# Why it says change n[i] to x[i]?

#1

n = [3, 5, 7]
def double_list(n):
for i in range(0, len(n)):
n[i] = n[i] * 2

``    return n``

print double_list(n)

#2

Consider,

``````n = [3, 5, 7]
def double_list(n):
for i in range(len(n)):
n[i] *= 2
return n
double_list(n)
print n``````

What prints outs?

``[6, 10, 14]``

Think on this for the moment and we'll pick up from here, later.

#3

Yes i am completely agree with the code ..

#4

Notice that `n`, which is global, is modified by the loop? That is the import of this first demonstration.

What if we pass in another list (leaving `n` intact)? Can you guess what will happen then?

``````n = [3, 5, 7]
o = [11, 13, 17]
def double_list(n):
for i in range(len(n)):
n[i] *= 2

double_list(n)
print n
double_list(o)
print o
print n``````

Console output

``````[6, 10, 14]
[22, 26, 34]
[6, 10, 14]``````

When we passed `n` it was global an did not rely upon the return value.

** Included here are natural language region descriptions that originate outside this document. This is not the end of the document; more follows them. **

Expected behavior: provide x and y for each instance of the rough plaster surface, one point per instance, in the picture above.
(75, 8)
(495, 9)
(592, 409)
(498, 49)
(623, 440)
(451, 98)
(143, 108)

It was visible in global scope and the function changed it. Notice we did not print the return value? Only `n`.

The object we pass in, if it exists in global scope will stay in global scope, regardless that we gave it to a function. The function does not copy it. Merely refers to it.

#5

Python is actually pretty smart this way. JavaScript would never let us get away with the above code, but that is for another day.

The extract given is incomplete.